During the Cold War, US eyes splashed into Soviet Soviet rockets and satellites. But in recent years, Chinese space programs have been worried about most US strategies.
China, whose space effort is led by the people's liberation army, is currently launching rockets more than any other country, 39 years ago, compared to 31 in the United States, 20 in Russia and 20 in Europe.
On Thursday, the spacecraft on the dark side of the Earth landed, first of all, in any country and in the next decade it planned to build an orbit space space. Over the next decade, I hope that the Chinese "taikonauta" in the moon will make the first moonwalk made in 1972.
China now spends more than civil and military space programs in Russia and Japan. Even if it is opaque, the 2017 budget was $ 8.4 million, according to the Organization for Economic Cooperation and Development.
The United States is less than $ 48 million that spend military and civil space programs, says Smithson analyst Phil Smith, advisor to Bryce Space and Technology. But the Russian civil space budget is more than double $ 3 billion.
After several decades, the methodological stages of space development by the Chinese authorities have repeatedly been repeated: a first satellite in 1970, the first space in space in 2003, the first ship of a nuclear space in an orbiting module in 2012, and the BeiDou satellite navigation system Activation, Chinese GPS response.
"If they continue along this path, Russian eclipses will quickly be made in terms of their space technology abilities," said Todd Harrison, a military space expert in Washington, at the Center for Strategy and International Studies.
Today, China is not threatening the commercial satellite market, remains the leading company based in the United States SpaceX and Europe Arianespace and US space.
China does not advance in space exploration for the decline of the US.
NASA congratulated China on its Chang & # 39; e-4 moon landing, but a 2011 US law is directed by Beijing's space cooperation office, but the Congress may lift this downturn.
The real story is in two areas: short-term, military use of space; and in the long run, exploiting resources in space.
On mineral or water Moon or asteroid mining, especially rockets to produce fuel, is still a long way off, but they are starting to work.
Unlike the cold war, the new conquest of space is spreading in a legal vacuum.
In the 1960s and 70s, Washington and Moscow negotiated various pacts in space, especially in order to guarantee scientific cooperation and to prohibit the destruction of weapons in space.
"These pacts are not so inaccurate as they say that the legal result is something like mining space," said Frans von der Dunk, a law professor at the University of Nebraska-Lincoln.
War in space
Additionally, new military technologies have overcome anti-satellite satellites, cyberattacks, electronic harassment and satelite satellite missiles, which were tested in China in 2007.
War laws govern conflicts in the Land, but there is no equivalent space.
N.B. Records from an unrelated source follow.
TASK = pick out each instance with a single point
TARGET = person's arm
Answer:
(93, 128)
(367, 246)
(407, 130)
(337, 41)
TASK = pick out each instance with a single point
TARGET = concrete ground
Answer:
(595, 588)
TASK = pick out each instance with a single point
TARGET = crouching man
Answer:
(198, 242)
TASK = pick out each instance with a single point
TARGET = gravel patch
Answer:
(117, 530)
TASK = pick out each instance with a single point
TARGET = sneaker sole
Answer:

There are many unanswered questions.
When the satellite joins the space, is it an "attack"? What response would be proportional? Civil satellites should be protected from repression, but about civilian and military satellites? How does a nation cite a cyberattack that challenges it?
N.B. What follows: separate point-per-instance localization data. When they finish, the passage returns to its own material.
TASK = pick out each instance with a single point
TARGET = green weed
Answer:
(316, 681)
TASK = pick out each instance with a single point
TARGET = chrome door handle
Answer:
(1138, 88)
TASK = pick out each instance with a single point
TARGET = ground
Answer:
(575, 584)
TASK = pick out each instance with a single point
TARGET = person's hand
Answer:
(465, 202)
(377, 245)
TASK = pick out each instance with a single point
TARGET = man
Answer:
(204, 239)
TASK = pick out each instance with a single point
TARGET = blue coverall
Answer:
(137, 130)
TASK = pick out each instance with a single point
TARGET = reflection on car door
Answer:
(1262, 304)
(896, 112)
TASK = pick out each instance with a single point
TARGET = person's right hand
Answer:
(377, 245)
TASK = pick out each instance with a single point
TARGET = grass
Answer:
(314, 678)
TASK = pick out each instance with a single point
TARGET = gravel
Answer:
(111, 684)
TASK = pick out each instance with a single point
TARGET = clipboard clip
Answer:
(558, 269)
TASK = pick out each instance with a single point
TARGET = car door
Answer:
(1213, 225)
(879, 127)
"It is very difficult to distinguish between weapons and weapons that are not weapons," said Jack Beard, a professor of the Nebraska space law program.
"It is unfortunately difficult to spread the armed conflict of the Earth in space," he added. "China is making preparations for future events and … they're experimenting with our communications, satellite, and drone-transmitted systems."
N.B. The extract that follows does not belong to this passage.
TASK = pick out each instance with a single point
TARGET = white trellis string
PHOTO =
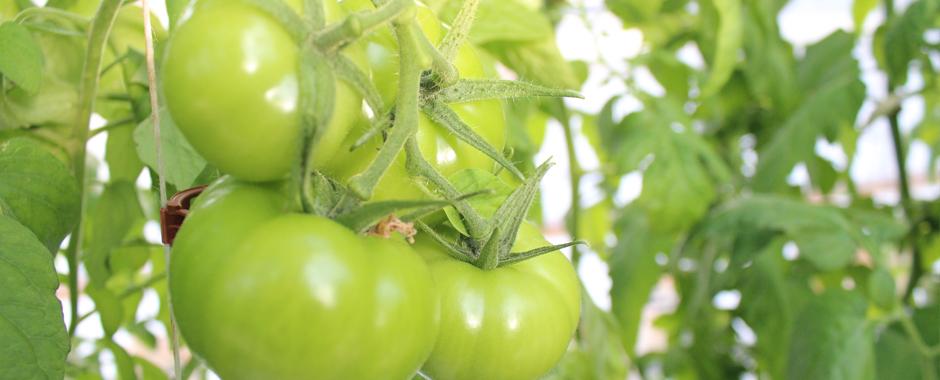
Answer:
(155, 120)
Harrison says: "The United States does not follow the threat to our space systems," and has left the US weak.
In the meantime, the US dialogue with Beijing is almost non-interchangeable with Washington in Moscow during the Cold War.
"If there is a crisis in space in China, it is not clear to our military who knows who," said Harrison.
But other observers take a skeptical approach, portraying China as an aggressive opponent of the United States.
Brian Weeden, a Washington-based Secure World Foundation, said China's anti-threatening proposals make money at tight congresses to raise money for NASA.
"I think they want to motivate the US and do things in space," he said.
"China will see the competition to go to China, to unlock political will and money to finance projects they want."